Cedar Rapids Museum of Art spotlights decorative arts

By Cindy Hadish

CEDAR RAPIDS – Works of art go beyond exquisite paintings and sensual sculptures.

Artwork also can possess a more utilitarian purpose, as evidenced in the Cedar Rapids Museum of Art’s “Taking Shape” exhibition.

More than 80 recent acquisitions from the museum’s own collection are showcased in two galleries to shine a spotlight on ceramics, glass, wood and metal decorative arts.

“It’s still being debated today,” Sean Ulmer, the museum’s interim executive director, said of the somewhat contentious distinction between crafts and decorative arts.

To Mr. Ulmer, though, there is no controversy.

“These are really exceptional pieces,” he said. “They are fine art.”

Visitors can make their own determination in viewing pieces such as Mat Rude’s white stoneware vase, a 2010 museum purchase.

Mr. Rude, a University of Iowa assistant ceramics professor, created exaggerated textures of both smooth and worn surfaces in the wood-fired vessel, which was initially thrown and then manipulated by hand.

Most of the artists, like Mr. Rude, are local or regional living artists, with a notable exception for the most well-known among the group: Grant Wood. The legendary Iowan artist died in 1942.

Three pieces by Mr. Wood are included in the exhibit, including a metal bowl, created about 1914 or 1915, which the museum purchased at an auction.

Mr. Ulmer noted that Mr. Wood began his career as a metalsmith; he founded his own business in Chicago named Volund Shop, after the Norse god of silversmiths, that produced handmade gold and silver wares and jewelry. Because of World War I and the decline in interest in luxury items, however, the shop went out of business after 18 months, he said.

Fireplace andirons created in about 1925, a gift from Joe Hladky, and a wrought iron candle stand lamp from about 1920 that Mr. Wood created, also are on display.

Though less known to the public, Mr. Ulmer said other artists whose work is exhibited in Taking Shape are respected in their fields.

“If you’re in that field, you’ll know these people,” he said.

Steve Sinner of Bettendorf, for example, is Iowa’s premier wood turner, Mr. Ulmer said, with a national reputation. His Chairman Dances II is an optical illusion that appears as a woven pattern from a distance, but actually uses straight lines on wood.

Ely potter Clary Illian has had her work displayed previously at the museum, but said she is equally pleased to have her ceramics exhibited alongside pieces by fellow artists.

Working in her field since the 1960s, Ms. Illian said she has intentionally remained local and is grateful to have made a career out of her passion.

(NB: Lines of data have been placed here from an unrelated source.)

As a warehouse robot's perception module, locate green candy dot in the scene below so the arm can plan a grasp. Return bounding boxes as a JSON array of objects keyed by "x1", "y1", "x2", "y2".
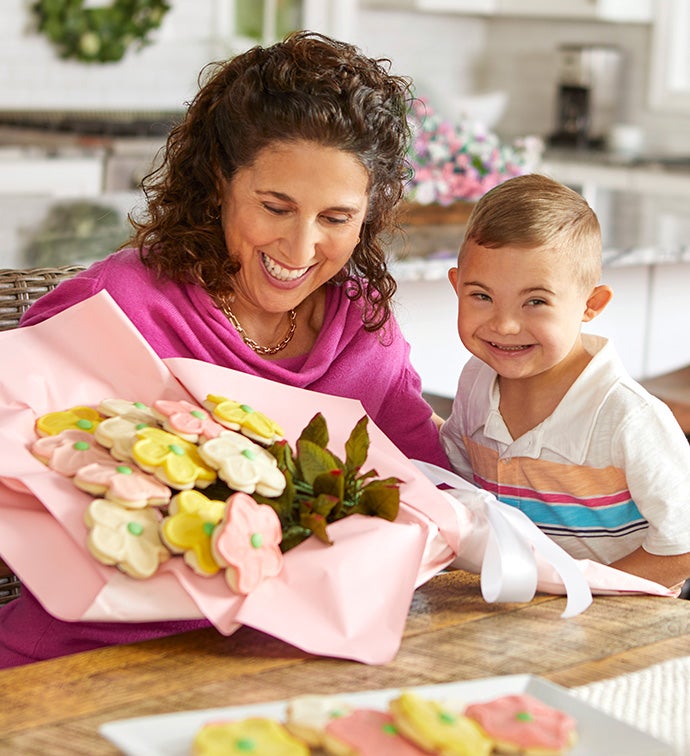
[{"x1": 235, "y1": 738, "x2": 256, "y2": 753}]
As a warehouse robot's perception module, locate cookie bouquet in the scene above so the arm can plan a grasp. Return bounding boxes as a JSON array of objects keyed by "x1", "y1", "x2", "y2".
[
  {"x1": 0, "y1": 292, "x2": 459, "y2": 664},
  {"x1": 31, "y1": 394, "x2": 400, "y2": 595}
]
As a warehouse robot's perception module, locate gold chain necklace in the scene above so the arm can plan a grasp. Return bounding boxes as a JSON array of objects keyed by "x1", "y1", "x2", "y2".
[{"x1": 220, "y1": 302, "x2": 297, "y2": 354}]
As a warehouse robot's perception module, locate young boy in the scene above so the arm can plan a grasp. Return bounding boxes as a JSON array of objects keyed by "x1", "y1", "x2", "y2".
[{"x1": 441, "y1": 175, "x2": 690, "y2": 587}]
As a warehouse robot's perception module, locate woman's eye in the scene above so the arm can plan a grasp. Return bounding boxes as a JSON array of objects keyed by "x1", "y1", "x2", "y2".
[{"x1": 264, "y1": 202, "x2": 290, "y2": 215}]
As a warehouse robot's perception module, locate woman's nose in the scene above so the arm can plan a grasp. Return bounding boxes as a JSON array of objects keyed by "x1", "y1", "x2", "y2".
[{"x1": 286, "y1": 222, "x2": 323, "y2": 268}]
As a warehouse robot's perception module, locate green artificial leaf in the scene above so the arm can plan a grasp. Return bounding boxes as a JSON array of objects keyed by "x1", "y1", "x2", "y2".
[
  {"x1": 297, "y1": 437, "x2": 342, "y2": 486},
  {"x1": 313, "y1": 470, "x2": 345, "y2": 501},
  {"x1": 297, "y1": 412, "x2": 328, "y2": 449},
  {"x1": 345, "y1": 415, "x2": 369, "y2": 470},
  {"x1": 356, "y1": 478, "x2": 400, "y2": 522}
]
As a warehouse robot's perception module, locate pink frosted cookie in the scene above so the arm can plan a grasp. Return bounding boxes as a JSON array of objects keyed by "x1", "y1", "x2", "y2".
[
  {"x1": 31, "y1": 430, "x2": 111, "y2": 478},
  {"x1": 204, "y1": 394, "x2": 285, "y2": 445},
  {"x1": 161, "y1": 491, "x2": 227, "y2": 575},
  {"x1": 36, "y1": 407, "x2": 103, "y2": 436},
  {"x1": 153, "y1": 399, "x2": 224, "y2": 444},
  {"x1": 132, "y1": 428, "x2": 216, "y2": 490},
  {"x1": 211, "y1": 493, "x2": 283, "y2": 594},
  {"x1": 323, "y1": 709, "x2": 428, "y2": 756},
  {"x1": 285, "y1": 695, "x2": 352, "y2": 748},
  {"x1": 199, "y1": 430, "x2": 285, "y2": 498},
  {"x1": 192, "y1": 717, "x2": 309, "y2": 756},
  {"x1": 74, "y1": 459, "x2": 171, "y2": 509},
  {"x1": 84, "y1": 499, "x2": 170, "y2": 578},
  {"x1": 465, "y1": 693, "x2": 576, "y2": 756}
]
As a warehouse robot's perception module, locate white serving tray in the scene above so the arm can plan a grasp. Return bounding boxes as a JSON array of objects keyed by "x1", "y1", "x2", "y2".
[{"x1": 100, "y1": 675, "x2": 673, "y2": 756}]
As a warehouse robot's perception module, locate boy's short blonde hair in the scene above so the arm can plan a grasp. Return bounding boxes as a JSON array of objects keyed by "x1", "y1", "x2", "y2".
[{"x1": 458, "y1": 173, "x2": 602, "y2": 288}]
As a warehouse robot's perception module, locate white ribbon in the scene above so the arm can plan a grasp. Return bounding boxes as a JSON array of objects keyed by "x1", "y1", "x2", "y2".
[{"x1": 413, "y1": 460, "x2": 592, "y2": 618}]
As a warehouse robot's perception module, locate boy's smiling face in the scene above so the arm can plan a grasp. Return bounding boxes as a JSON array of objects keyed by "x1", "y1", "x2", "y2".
[{"x1": 448, "y1": 241, "x2": 610, "y2": 379}]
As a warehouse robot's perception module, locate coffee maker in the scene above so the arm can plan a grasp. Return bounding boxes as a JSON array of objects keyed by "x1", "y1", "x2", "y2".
[{"x1": 549, "y1": 44, "x2": 622, "y2": 149}]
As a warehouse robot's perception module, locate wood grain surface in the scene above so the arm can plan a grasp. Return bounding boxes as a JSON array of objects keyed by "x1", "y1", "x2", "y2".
[{"x1": 0, "y1": 572, "x2": 690, "y2": 756}]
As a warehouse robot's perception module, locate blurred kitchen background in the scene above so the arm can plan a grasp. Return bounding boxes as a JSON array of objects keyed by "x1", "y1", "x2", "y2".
[{"x1": 0, "y1": 0, "x2": 690, "y2": 414}]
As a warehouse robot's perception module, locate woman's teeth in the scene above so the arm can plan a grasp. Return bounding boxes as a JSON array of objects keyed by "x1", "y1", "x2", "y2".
[
  {"x1": 489, "y1": 341, "x2": 527, "y2": 352},
  {"x1": 261, "y1": 252, "x2": 309, "y2": 281}
]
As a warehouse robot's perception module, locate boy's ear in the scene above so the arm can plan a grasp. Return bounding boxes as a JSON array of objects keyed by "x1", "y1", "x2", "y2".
[{"x1": 582, "y1": 284, "x2": 613, "y2": 323}]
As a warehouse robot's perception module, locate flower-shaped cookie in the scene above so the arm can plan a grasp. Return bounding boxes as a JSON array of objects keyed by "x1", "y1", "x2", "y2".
[
  {"x1": 204, "y1": 394, "x2": 285, "y2": 444},
  {"x1": 31, "y1": 430, "x2": 110, "y2": 478},
  {"x1": 199, "y1": 431, "x2": 285, "y2": 497},
  {"x1": 211, "y1": 493, "x2": 283, "y2": 594},
  {"x1": 389, "y1": 691, "x2": 493, "y2": 756},
  {"x1": 161, "y1": 491, "x2": 226, "y2": 575},
  {"x1": 94, "y1": 415, "x2": 158, "y2": 462},
  {"x1": 36, "y1": 407, "x2": 103, "y2": 436},
  {"x1": 74, "y1": 459, "x2": 171, "y2": 509},
  {"x1": 153, "y1": 399, "x2": 223, "y2": 443},
  {"x1": 193, "y1": 717, "x2": 309, "y2": 756},
  {"x1": 465, "y1": 693, "x2": 575, "y2": 753},
  {"x1": 84, "y1": 499, "x2": 170, "y2": 578},
  {"x1": 98, "y1": 399, "x2": 157, "y2": 425},
  {"x1": 132, "y1": 428, "x2": 216, "y2": 489}
]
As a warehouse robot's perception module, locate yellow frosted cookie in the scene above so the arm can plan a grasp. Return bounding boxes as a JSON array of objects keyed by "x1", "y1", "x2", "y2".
[
  {"x1": 193, "y1": 717, "x2": 309, "y2": 756},
  {"x1": 204, "y1": 394, "x2": 285, "y2": 445},
  {"x1": 36, "y1": 407, "x2": 103, "y2": 436},
  {"x1": 161, "y1": 491, "x2": 226, "y2": 575},
  {"x1": 132, "y1": 428, "x2": 216, "y2": 490},
  {"x1": 389, "y1": 691, "x2": 493, "y2": 756}
]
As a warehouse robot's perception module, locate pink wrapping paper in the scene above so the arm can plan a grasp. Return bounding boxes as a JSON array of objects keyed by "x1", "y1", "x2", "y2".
[{"x1": 0, "y1": 292, "x2": 459, "y2": 664}]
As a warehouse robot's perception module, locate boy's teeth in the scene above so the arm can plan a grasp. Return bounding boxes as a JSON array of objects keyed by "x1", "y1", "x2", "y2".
[{"x1": 261, "y1": 252, "x2": 309, "y2": 281}]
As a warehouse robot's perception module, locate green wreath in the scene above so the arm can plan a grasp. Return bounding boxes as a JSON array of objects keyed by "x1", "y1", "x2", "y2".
[{"x1": 32, "y1": 0, "x2": 170, "y2": 63}]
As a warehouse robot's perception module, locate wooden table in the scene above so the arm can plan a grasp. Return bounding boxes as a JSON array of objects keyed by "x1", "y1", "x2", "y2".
[{"x1": 0, "y1": 572, "x2": 690, "y2": 756}]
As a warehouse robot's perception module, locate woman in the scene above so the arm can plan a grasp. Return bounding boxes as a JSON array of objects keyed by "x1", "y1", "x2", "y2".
[{"x1": 0, "y1": 32, "x2": 448, "y2": 668}]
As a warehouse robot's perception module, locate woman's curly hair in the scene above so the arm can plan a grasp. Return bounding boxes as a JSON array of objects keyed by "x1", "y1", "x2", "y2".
[{"x1": 130, "y1": 31, "x2": 412, "y2": 331}]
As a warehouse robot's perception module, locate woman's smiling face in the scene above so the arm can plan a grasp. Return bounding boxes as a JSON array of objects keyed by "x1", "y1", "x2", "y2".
[{"x1": 221, "y1": 141, "x2": 369, "y2": 313}]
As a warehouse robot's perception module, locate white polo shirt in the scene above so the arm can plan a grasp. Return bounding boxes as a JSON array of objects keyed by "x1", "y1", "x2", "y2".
[{"x1": 441, "y1": 334, "x2": 690, "y2": 564}]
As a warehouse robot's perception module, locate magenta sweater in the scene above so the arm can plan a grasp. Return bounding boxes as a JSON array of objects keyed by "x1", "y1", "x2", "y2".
[{"x1": 0, "y1": 250, "x2": 449, "y2": 669}]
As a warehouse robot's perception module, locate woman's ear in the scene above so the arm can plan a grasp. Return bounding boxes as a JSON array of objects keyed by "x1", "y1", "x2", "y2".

“I think things in Cedar Rapids are very healthy for the arts,” she said, citing as an example the Cherry Building in the New Bohemia neighborhood, which has become a business hub for local artists.

Ms. Illian has several pieces displayed in “Taking Shape,” including a stoneware plate, pot and vase donated by Don and Mary Lou Hattery.

Oak leaves reach over the edge of “Planter,” a round stoneware piece by Cedar Rapids artist Sharon Neff, which also was donated by the Hatterys.

About 500 of the museum’s collection of more than 7,000 pieces are decorative arts. Much of the work has been donated, but Mr. Ulmer noted that the museum is better able to purchase decorative art than paintings that can command millions of dollars.

“We can’t even begin to approach that amount,” he said. “The decorative arts are still within our reach. Our limited funds go much further in the decorative arts.”

Artists also have donated their work, including those through a program with the Ceramics Center of Cedar Rapids, in which several students have contributed pieces.

“You can’t go through this show, without walking away and saying, yes, craft is an art,” Mr. Ulmer said.